Women, college graduates, Democrats more likely to self-isolate to reduce coronavirus risks
MEDFORD/SOMERVILLE, Mass (July 20, 2020)—Women, older Americans, Democrats and people with more education are more likely to try to isolate themselves from contact with other people to reduce COVID-19 transmission risks, according to a new Tufts University national survey.
The survey also identified notable differences in whether people have received testing for COVID-19 based on geographic regions, age group, educational level, political affiliation, income, race/ethnicity and gender. Those who have been tested for COVID-19 most commonly live in the Northeast, are affiliated with the Democratic party, and are African American, according to the research.
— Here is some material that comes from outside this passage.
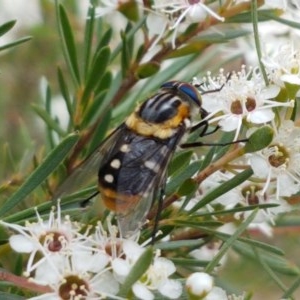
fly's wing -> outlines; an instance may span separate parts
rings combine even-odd
[[[183,135],[183,130],[171,138],[157,141],[141,136],[132,140],[132,151],[124,159],[119,173],[118,193],[140,195],[129,210],[118,213],[118,223],[123,237],[137,232],[160,189],[165,184],[166,169],[172,154]],[[129,154],[129,153],[128,153]]]
[[[84,160],[71,175],[58,187],[54,194],[54,200],[77,193],[80,190],[97,186],[98,170],[102,160],[110,155],[117,141],[123,136],[124,124],[116,128],[86,160]],[[88,196],[95,190],[88,191]],[[80,196],[80,200],[82,196]]]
“The results of our survey indicate that there are significant demographic and geographic differences in how people respond to COVID-19 pandemic risks, and that these disparities in protective responses need to be taken into account by public health and public policy officials,” said Tom Stopka, an epidemiologist at Tufts School of Medicine, and a co-lead on the study.
“As public health officials continue to increase access to testing across the U.S. in light of persistent surges in COVID-19 infections in many states, they need to consider how to increase testing in geographic hotspots and the highest-risk groups to better understand infection patterns and inform data-driven public health and clinical responses,” Stopka added.
The survey was designed and analyzed by Tufts University’s Research Group on Equity in Health, Wealth and Civic Engagement. The research group previously released data showing that only 57 percent of Americans plan to get vaccinated for COVID-19. The group will soon release additional research about the economic impacts of the pandemic.